By Ken Vallery

The first edition of the Cohos Trail Map came out on 11″x17″ paper and was printed on a copy machine, just a year after trail cutting started. It was the early years for the trail, and the founder, Kim Nilsen, was working hard to connect trail pieces together. As sections came together, it quickly became apparent that hikers needed assistance following the newly established and often-changing route.

It was pretty rough out there in the early 2000’s and, jokingly, Kim wonders if there might be a lost hiker or two still wandering around looking for the route to Canada. The Cohos Trail is one of the nation’s youngest long-distance hiking trails, just last year celebrating its first 20 years. The trail, officially finished a few years ago, is made up of forested footpaths, town roads, snow machine and ATV corridors, and lots of newly built hiking trails. The trail starts in Hart’s Location in Coös County and ends at the Canadian border. The trail map is ever changing, as property ownership changes, logging operations shift the landscape, or re-routes around wet areas are required. Map updates are made as expediently as possible. In addition, our long-term goal is to relocate any shared trails with ATV’s and town roads. So, cherish the Cohos Trail map you have, especially when you are on the trail, but keep an eye out for new editions and trail updates too!
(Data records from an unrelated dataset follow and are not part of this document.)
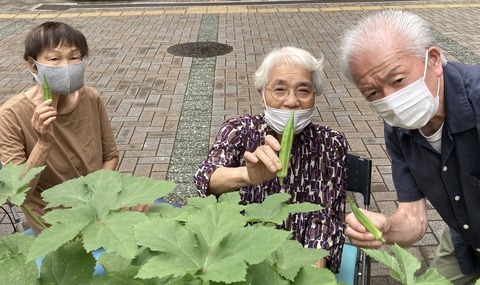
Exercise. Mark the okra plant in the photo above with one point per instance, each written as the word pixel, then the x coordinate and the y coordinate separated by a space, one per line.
pixel 365 221
pixel 47 92
pixel 286 148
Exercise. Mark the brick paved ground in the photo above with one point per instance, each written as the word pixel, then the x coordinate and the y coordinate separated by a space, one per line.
pixel 165 109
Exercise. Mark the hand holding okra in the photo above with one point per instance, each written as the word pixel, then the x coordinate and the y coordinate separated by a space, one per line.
pixel 357 220
pixel 263 163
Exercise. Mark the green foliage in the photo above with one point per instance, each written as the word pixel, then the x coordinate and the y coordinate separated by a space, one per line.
pixel 14 268
pixel 208 241
pixel 403 266
pixel 91 208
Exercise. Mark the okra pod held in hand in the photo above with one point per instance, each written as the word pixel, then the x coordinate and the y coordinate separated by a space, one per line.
pixel 286 148
pixel 47 93
pixel 365 221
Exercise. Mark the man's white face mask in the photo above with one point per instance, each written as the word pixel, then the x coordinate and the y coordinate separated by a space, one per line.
pixel 410 107
pixel 277 118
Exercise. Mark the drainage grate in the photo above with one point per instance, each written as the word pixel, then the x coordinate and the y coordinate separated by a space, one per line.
pixel 53 7
pixel 200 49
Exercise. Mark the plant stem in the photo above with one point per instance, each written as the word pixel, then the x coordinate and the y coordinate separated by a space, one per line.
pixel 31 215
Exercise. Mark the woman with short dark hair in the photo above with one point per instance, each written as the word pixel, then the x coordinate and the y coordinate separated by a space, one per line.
pixel 69 133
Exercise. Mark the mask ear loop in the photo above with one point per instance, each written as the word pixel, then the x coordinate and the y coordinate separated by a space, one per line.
pixel 425 72
pixel 426 64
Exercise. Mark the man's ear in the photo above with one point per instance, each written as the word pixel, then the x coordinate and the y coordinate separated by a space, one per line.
pixel 261 99
pixel 31 65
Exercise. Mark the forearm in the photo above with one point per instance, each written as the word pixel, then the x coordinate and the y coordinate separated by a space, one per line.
pixel 228 179
pixel 408 224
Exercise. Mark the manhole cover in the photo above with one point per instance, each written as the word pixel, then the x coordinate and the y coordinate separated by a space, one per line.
pixel 200 49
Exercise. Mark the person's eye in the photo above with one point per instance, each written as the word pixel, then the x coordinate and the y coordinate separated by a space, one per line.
pixel 279 90
pixel 304 92
pixel 398 81
pixel 370 94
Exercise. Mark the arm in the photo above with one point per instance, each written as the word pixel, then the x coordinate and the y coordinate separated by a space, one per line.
pixel 261 165
pixel 109 146
pixel 405 227
pixel 230 165
pixel 13 140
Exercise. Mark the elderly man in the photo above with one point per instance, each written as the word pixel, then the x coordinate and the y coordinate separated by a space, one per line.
pixel 244 156
pixel 431 110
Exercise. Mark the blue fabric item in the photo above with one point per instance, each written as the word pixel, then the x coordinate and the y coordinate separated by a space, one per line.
pixel 450 180
pixel 162 201
pixel 346 272
pixel 96 254
pixel 99 270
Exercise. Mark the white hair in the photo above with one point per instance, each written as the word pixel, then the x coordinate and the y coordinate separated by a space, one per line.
pixel 387 26
pixel 292 56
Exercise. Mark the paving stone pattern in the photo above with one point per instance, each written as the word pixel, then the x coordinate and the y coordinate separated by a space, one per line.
pixel 165 109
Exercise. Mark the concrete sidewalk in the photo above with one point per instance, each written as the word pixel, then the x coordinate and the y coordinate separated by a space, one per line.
pixel 165 108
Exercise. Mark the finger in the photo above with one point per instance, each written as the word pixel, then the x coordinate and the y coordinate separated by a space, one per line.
pixel 272 142
pixel 250 157
pixel 269 158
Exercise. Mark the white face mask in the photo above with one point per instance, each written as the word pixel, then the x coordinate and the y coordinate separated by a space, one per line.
pixel 277 118
pixel 62 79
pixel 410 107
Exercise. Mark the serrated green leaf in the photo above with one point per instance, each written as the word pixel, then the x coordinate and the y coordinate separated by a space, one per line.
pixel 431 277
pixel 114 233
pixel 125 277
pixel 168 236
pixel 13 182
pixel 142 190
pixel 199 202
pixel 215 222
pixel 85 190
pixel 230 197
pixel 59 233
pixel 292 256
pixel 69 264
pixel 15 244
pixel 113 262
pixel 271 210
pixel 16 270
pixel 391 262
pixel 263 273
pixel 169 264
pixel 84 213
pixel 124 190
pixel 249 243
pixel 165 211
pixel 311 276
pixel 408 263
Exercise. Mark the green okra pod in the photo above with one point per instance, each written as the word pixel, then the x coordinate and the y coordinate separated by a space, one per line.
pixel 286 148
pixel 47 92
pixel 365 221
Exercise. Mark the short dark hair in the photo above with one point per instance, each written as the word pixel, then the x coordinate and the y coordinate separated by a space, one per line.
pixel 51 35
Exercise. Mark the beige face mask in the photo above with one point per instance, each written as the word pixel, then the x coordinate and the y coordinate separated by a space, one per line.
pixel 277 118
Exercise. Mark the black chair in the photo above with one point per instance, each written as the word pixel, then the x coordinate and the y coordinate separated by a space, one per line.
pixel 356 265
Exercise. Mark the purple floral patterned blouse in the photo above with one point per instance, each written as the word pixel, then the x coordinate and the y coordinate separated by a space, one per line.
pixel 316 174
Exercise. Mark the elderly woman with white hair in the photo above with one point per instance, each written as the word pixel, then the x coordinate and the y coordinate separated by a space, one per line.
pixel 244 154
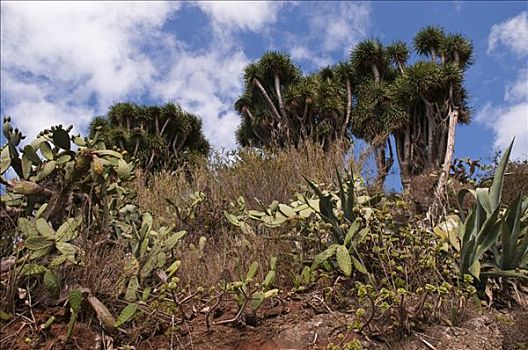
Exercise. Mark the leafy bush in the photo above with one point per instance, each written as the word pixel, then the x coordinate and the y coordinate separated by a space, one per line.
pixel 490 241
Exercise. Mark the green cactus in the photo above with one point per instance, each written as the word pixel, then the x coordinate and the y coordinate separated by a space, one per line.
pixel 490 241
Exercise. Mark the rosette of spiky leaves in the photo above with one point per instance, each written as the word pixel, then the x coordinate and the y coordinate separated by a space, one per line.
pixel 428 41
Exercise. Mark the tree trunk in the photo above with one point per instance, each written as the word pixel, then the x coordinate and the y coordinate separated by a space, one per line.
pixel 400 65
pixel 136 147
pixel 434 212
pixel 164 126
pixel 375 72
pixel 349 107
pixel 266 96
pixel 433 55
pixel 151 159
pixel 457 58
pixel 279 95
pixel 381 165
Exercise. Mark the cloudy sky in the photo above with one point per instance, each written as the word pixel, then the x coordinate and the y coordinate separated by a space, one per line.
pixel 67 62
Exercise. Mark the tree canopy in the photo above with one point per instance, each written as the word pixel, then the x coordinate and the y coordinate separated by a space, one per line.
pixel 373 95
pixel 154 135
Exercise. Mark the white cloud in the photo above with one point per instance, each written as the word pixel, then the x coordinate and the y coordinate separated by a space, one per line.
pixel 299 53
pixel 510 119
pixel 507 123
pixel 511 34
pixel 57 57
pixel 241 15
pixel 331 28
pixel 340 27
pixel 207 84
pixel 458 5
pixel 67 62
pixel 518 91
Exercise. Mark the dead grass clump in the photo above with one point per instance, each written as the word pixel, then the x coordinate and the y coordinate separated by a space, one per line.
pixel 251 174
pixel 264 175
pixel 228 255
pixel 101 268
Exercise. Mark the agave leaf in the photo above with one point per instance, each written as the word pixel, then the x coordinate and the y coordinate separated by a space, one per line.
pixel 522 273
pixel 461 195
pixel 507 253
pixel 488 234
pixel 498 180
pixel 513 219
pixel 522 248
pixel 125 315
pixel 467 256
pixel 343 260
pixel 484 199
pixel 61 139
pixel 474 269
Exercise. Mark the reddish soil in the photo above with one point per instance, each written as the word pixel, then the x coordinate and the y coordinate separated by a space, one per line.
pixel 292 325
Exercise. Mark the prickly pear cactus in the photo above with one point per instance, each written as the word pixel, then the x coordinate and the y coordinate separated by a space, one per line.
pixel 57 170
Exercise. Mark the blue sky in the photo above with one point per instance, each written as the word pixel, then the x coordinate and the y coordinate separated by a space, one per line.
pixel 66 62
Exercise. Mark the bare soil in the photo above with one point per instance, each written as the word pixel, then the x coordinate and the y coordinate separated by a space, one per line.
pixel 287 326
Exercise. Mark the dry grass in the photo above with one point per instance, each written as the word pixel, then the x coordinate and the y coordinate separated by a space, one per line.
pixel 265 176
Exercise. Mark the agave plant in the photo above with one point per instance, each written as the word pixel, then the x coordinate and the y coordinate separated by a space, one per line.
pixel 491 241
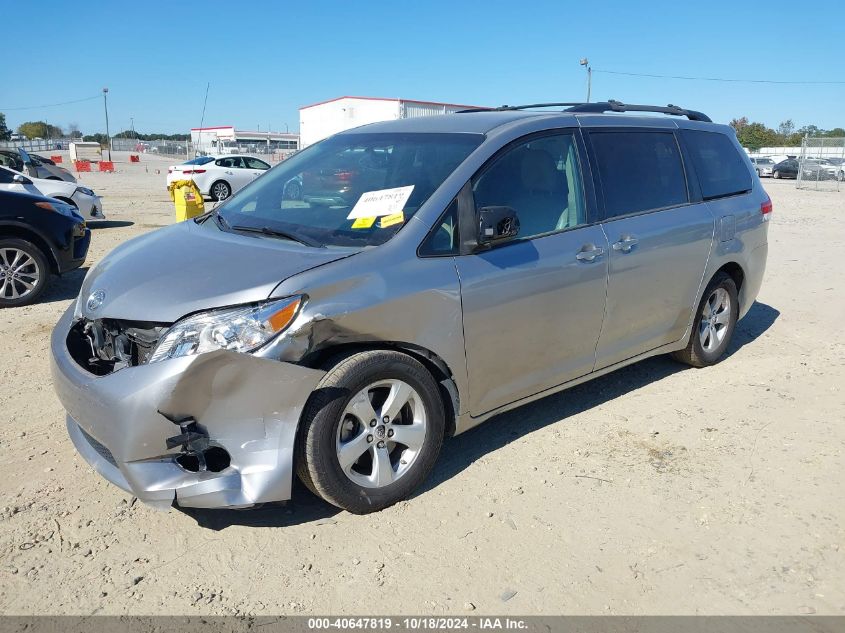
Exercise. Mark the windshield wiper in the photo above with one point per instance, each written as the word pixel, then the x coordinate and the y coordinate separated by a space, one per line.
pixel 288 235
pixel 221 221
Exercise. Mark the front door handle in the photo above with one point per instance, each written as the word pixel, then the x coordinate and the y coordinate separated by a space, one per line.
pixel 625 243
pixel 589 253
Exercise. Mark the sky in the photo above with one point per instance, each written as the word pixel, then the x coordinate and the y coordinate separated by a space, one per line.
pixel 264 59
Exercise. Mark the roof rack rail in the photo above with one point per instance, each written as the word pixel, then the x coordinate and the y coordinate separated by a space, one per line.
pixel 618 106
pixel 599 107
pixel 506 108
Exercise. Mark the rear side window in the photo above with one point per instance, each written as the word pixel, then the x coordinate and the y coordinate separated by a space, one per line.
pixel 721 170
pixel 640 170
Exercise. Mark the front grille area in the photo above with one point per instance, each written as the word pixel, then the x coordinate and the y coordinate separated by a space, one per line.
pixel 105 346
pixel 102 451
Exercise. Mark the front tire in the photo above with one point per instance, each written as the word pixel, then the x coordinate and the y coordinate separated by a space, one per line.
pixel 220 191
pixel 714 323
pixel 371 431
pixel 24 272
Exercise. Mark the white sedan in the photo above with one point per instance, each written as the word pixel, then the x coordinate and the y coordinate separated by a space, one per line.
pixel 218 176
pixel 88 203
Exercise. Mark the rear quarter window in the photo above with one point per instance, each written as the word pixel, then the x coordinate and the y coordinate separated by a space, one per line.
pixel 639 170
pixel 720 168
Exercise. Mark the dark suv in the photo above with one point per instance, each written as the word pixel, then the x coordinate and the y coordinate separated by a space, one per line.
pixel 38 236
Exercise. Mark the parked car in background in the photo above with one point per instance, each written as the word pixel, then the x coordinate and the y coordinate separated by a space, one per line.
pixel 19 160
pixel 762 165
pixel 38 236
pixel 839 165
pixel 83 199
pixel 470 264
pixel 42 159
pixel 818 169
pixel 218 177
pixel 785 169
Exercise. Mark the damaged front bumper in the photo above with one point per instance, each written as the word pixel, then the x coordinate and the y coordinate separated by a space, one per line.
pixel 247 406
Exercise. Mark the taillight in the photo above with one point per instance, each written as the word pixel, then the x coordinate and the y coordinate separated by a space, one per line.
pixel 766 209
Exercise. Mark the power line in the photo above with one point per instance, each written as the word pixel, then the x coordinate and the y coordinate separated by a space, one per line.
pixel 50 105
pixel 749 81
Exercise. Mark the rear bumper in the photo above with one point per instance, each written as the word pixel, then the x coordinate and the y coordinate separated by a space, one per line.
pixel 74 255
pixel 89 206
pixel 119 423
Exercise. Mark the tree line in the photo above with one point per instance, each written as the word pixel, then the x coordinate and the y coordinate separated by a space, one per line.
pixel 42 129
pixel 752 135
pixel 757 135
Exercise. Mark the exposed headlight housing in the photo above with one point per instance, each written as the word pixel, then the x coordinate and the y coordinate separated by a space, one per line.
pixel 240 329
pixel 59 207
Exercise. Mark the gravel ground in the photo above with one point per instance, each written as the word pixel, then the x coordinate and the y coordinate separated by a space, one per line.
pixel 654 490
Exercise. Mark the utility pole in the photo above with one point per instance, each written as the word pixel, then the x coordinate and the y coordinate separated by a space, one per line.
pixel 106 108
pixel 586 64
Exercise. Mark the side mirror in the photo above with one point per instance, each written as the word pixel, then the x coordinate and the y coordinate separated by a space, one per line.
pixel 496 224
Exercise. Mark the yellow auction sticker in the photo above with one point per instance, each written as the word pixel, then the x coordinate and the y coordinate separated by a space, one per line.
pixel 363 223
pixel 390 220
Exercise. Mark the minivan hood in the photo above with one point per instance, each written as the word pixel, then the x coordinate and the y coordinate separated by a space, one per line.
pixel 184 268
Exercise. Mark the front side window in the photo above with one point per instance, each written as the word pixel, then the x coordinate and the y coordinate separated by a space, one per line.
pixel 315 193
pixel 720 168
pixel 640 170
pixel 540 179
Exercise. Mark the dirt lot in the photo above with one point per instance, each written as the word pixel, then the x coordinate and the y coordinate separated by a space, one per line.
pixel 656 489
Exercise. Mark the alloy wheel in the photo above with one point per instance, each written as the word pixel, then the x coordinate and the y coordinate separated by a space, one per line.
pixel 715 320
pixel 381 433
pixel 220 191
pixel 19 273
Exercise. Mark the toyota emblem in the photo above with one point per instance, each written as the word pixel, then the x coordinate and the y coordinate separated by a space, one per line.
pixel 95 300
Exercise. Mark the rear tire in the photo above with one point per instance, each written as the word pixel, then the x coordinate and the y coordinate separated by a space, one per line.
pixel 714 324
pixel 346 452
pixel 24 272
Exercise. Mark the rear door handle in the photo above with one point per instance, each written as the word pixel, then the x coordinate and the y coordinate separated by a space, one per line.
pixel 589 253
pixel 625 243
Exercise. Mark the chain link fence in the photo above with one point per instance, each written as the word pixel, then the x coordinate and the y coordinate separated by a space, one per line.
pixel 821 165
pixel 39 145
pixel 274 151
pixel 179 149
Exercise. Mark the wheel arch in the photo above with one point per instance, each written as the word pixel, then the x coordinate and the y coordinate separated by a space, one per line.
pixel 432 362
pixel 25 233
pixel 735 271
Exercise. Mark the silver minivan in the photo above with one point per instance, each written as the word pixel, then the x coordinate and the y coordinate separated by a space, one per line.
pixel 432 273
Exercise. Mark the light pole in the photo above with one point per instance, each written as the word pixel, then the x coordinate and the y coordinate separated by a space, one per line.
pixel 106 108
pixel 586 64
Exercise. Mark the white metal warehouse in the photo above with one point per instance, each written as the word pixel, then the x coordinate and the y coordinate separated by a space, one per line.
pixel 320 120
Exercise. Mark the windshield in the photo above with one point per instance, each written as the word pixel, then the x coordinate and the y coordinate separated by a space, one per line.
pixel 350 189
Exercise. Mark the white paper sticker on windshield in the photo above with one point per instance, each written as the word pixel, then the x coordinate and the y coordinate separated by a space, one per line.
pixel 381 202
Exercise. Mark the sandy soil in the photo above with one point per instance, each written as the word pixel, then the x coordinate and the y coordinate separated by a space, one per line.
pixel 657 489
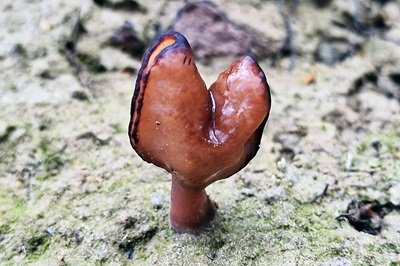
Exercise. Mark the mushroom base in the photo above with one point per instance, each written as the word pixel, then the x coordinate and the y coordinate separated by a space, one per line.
pixel 191 209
The first official Cohos Trail map was developed in 2000 and the last edition of that map was issued in 2007. It included nine sections on three pieces of paper. It had photos of scenic areas, hiker information and some Cohos Trail Association (TCTA) history too. It was a colorful and entertaining map. Whimsical side notes warned hikers of berry cane thorns and deceptive moose corridors that could easily lead walkers off-trail. After the 2007 printing, new trail development drastically altered the section of trail in Pittsburg, section 8 on the map. New trails were added to get hikers off Route 3 (Finally!). To inform hikers of the changes, a rough one-sheet trail update was sent out with every map order.

Images from the 2007 map edition

In 2013, TCTA grant writer Kim Votta, successfully secured us funding from the Coös Economic Development Corporation in Lancaster, NH to support the design and printing of a new map. Cartographer Larry Garland was hired to make the map with lots of assistance from Ken Vallery and Sam Farrington, both TCTA board officers as well as intrepid hikers and trail builders! Large sections of the trail were mapped using GPS technology. Updated trail data was obtained for the 170 miles of trail, which now fit onto a four-panel, two-sided single sheet printed on waterproof paper. Woohoo! R.C. Brayshaw in Warner New Hampshire printed the easy to follow, colorful, well-designed map. The new map, printed in 2014, has already been updated two times and had several printings. It’s quite popular! And, the Cohos Trail is still ever changing, so as map inventory declines and the trail shifts, we’ll keep updating.

In fact, a 2020 edition is in the works! TCTA is again working with Larry Garland on an updated map with some added features, including mileage on all trail sections. The new Pike Brook Trail, an extension of the Eastside Trail in Nash Stream Forest, will also be added. Look for the 2020 edition this spring and support the Cohos trail by purchasing the new map. Map proceeds fund trail maintenance, keep the TCTA operational, and keep hikers on the trail!